B. ANN and Conventional Hysteresis Controller
In the second case, simulations are performed with the combination of ANN and conventional hysteresis controller. Figure 13(a) shows the simulation results obtained with this combination. At time t=0,03s, SAPF is connected to the network and source current becomes sinusoidal because APF precisely injects the current to compensate the harmonics, as shown in Figure 13(b). THD of source current is reduced to 1,78% and is presented in Figure 14.
C. PI with Adaptive HBCC
In the third case, simulations are performed with the combination of PI controller and adaptive HBCC. At time t=0,03s, the source draws a sinusoidal current, which indicates that the reactive component in the system becomes very low, as shown in Figure 15(b). THD in the source current is reduced from 28,38% to 2,28%, as depicted in Figure 16, which is in accordance with the acceptable range of IEEE 519 standards. However, in this case, THD is relatively high compared to the previous combination, mentioned in the earlier sections.
D. ANN with Adaptive HBCC
In the last case, simulations are performed with ANN and adaptive HBCC. ANN provides a very fast estimation of the reference current and is also used for DC-link, voltage regulation and current error adjustment. Active and Reactive waveform of the attached non-linear load is shown in Figure 17(a) and Figure 17(b), respectively. In Figure 18(b), FFT Analysis shows the compensation current injected in the system to mitigate the harmonics. FFT Analysis in Figure 19 shows that the THD in source current with this combination is reduced from 28,38% to 0,48%.

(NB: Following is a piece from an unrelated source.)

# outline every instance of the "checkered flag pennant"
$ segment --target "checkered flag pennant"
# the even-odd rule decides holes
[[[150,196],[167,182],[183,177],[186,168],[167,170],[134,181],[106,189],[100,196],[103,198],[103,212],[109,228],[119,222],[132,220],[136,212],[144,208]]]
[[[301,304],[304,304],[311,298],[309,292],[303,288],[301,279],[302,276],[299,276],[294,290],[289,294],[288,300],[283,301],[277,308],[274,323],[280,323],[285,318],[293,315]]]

A comparison of simulation results is presented in Table 2. The best compensation is obtained by the combination of ANN with adaptive HBCC, which makes the source current almost perfectly sinusoidal with THD of 0,48% and power factor of 0,994, as shown below.
Conclusion
In this paper, SAPF control structure is modified using various controllers and with the combination of PI, ANN and hysteresis controllers. Reference signals are extracted using the IRP p-q approach. All the mentioned combinations of the controllers result in the reduction of THD down to acceptable standards. Simulation results, however, show that the combination of ANN and adaptive HBCC provides excellent compensation and is close to the perfect harmonic compensation. THD is reduced to a very low value, meaning the complete elimination of reactive power and harmonics drawn by the non-linear load.